音楽療法は、音楽を楽しむことで脳のリフレッシュやストレスの緩和を図り、心身の健康向上を目指す療法です。ミュージックセラピーとも呼ばれています。音楽療法には音楽を聴く受動的音楽療法と、演奏を行ったり歌を歌ったりする能動的音楽療法とがあります。
高齢者施設では能動的音楽療法を取り入れるところが多いようです。利用者を集めて懐かしい音楽を皆で合唱したり、合奏したりするレクリエーションとしても実施されています。

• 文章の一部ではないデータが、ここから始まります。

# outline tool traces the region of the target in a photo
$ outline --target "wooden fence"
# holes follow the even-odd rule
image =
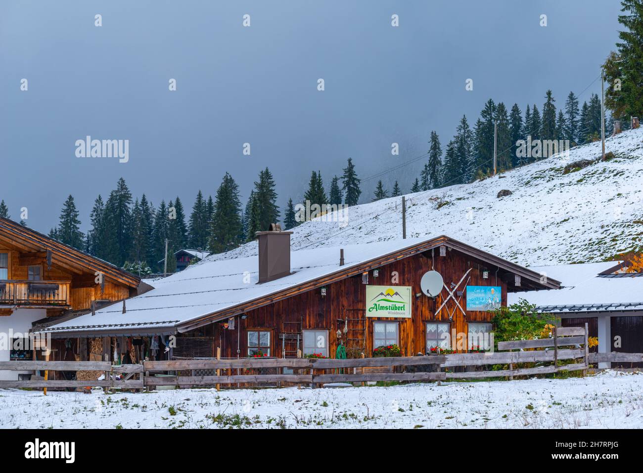
[[[164,386],[248,386],[258,383],[292,383],[320,385],[331,382],[377,381],[433,381],[458,379],[509,377],[586,370],[590,362],[643,362],[643,353],[589,353],[587,326],[559,327],[554,336],[538,340],[498,343],[501,350],[494,353],[469,353],[428,356],[356,358],[350,359],[314,358],[256,358],[235,359],[145,361],[139,364],[113,366],[109,361],[3,361],[0,370],[44,371],[44,379],[0,380],[1,388],[68,388],[99,386],[141,389]],[[581,347],[581,345],[583,346]],[[545,348],[545,350],[539,350]],[[536,349],[536,350],[534,350]],[[532,351],[523,351],[523,350]],[[559,365],[561,360],[579,362]],[[533,368],[515,368],[519,363],[551,363]],[[480,371],[484,366],[502,364],[508,369]],[[455,372],[451,368],[473,367],[475,371]],[[280,373],[264,374],[272,369]],[[284,370],[292,374],[284,373]],[[465,368],[466,369],[466,368]],[[51,380],[50,371],[102,371],[100,380]],[[233,371],[237,374],[233,374]],[[374,371],[379,372],[374,372]],[[206,371],[214,375],[194,375]],[[414,372],[410,372],[413,371]],[[192,375],[181,375],[185,371]],[[385,372],[382,372],[385,371]],[[228,374],[222,374],[227,372]],[[162,375],[159,376],[159,374]],[[116,379],[116,378],[118,379]]]

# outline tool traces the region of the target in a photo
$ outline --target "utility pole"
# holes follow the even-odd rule
[[[402,238],[406,239],[406,197],[402,196]]]
[[[166,276],[167,276],[167,242],[168,242],[168,239],[165,238],[165,259],[163,260],[164,267],[163,267],[163,275],[164,277]]]
[[[498,172],[498,122],[493,122],[493,175]]]
[[[601,145],[602,147],[603,161],[605,160],[605,79],[603,68],[601,67]]]

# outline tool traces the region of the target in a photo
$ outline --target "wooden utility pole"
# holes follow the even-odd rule
[[[493,175],[498,172],[498,122],[493,122]]]
[[[164,266],[163,271],[163,275],[164,276],[167,276],[167,238],[165,238],[165,259],[164,260]]]
[[[402,196],[402,238],[406,238],[406,197]]]
[[[605,159],[605,79],[601,67],[601,145],[602,147],[602,159]]]

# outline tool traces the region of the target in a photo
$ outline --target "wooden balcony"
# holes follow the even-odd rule
[[[69,281],[0,280],[0,305],[68,306]]]

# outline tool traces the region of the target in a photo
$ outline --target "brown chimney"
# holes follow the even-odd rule
[[[279,224],[270,224],[267,231],[255,233],[259,239],[259,283],[290,274],[290,236]]]

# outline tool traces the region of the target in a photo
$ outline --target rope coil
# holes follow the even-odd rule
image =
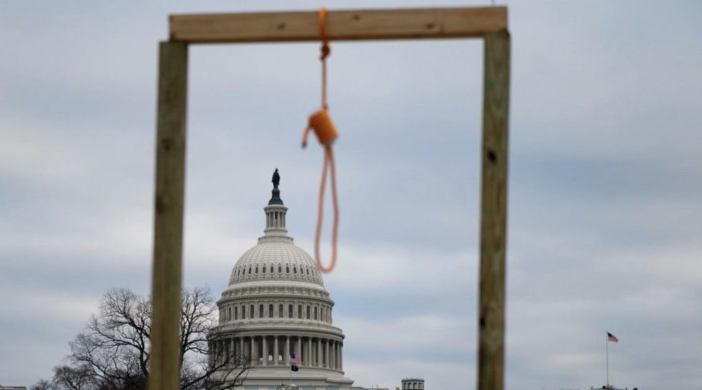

歌は、歌詞やメロディを覚えることで脳の活性化を促します。また、歌う時は普段よりも大きな声を出したり、はっきりと発声するために口を大きく開いたりします。これが顔の筋肉を柔らかくして表情を豊かにするのです。また、普段よりも大きく息を吸ったり吐いたりすることで、体内に酸素が多く取り込まれて血行も良くなります。
また、合奏も効果的です。簡単に音が出せる打楽器などを用いて、楽曲に合わせて皆でリズムを取ったりします。手拍子でも大丈夫です。タイミングを合わせて音を出すのは適度な緊張感があり、認知症の予防や改善の効果が期待できます。
高齢者施設での集団で行う能動的音楽療法では、利用者同士がコミュニケーションを取れるところも良い点です。仲間と楽しく合唱や合奏をすることで、孤独感や不安感の解消につながります。歌って楽しい、演奏ができて嬉しいといった満足感は生活への意欲と充実感にも結び付くでしょう。このように、音楽療法にはさまざまなメリットがあります。今後も介護の現場に取り入れられていくでしょう。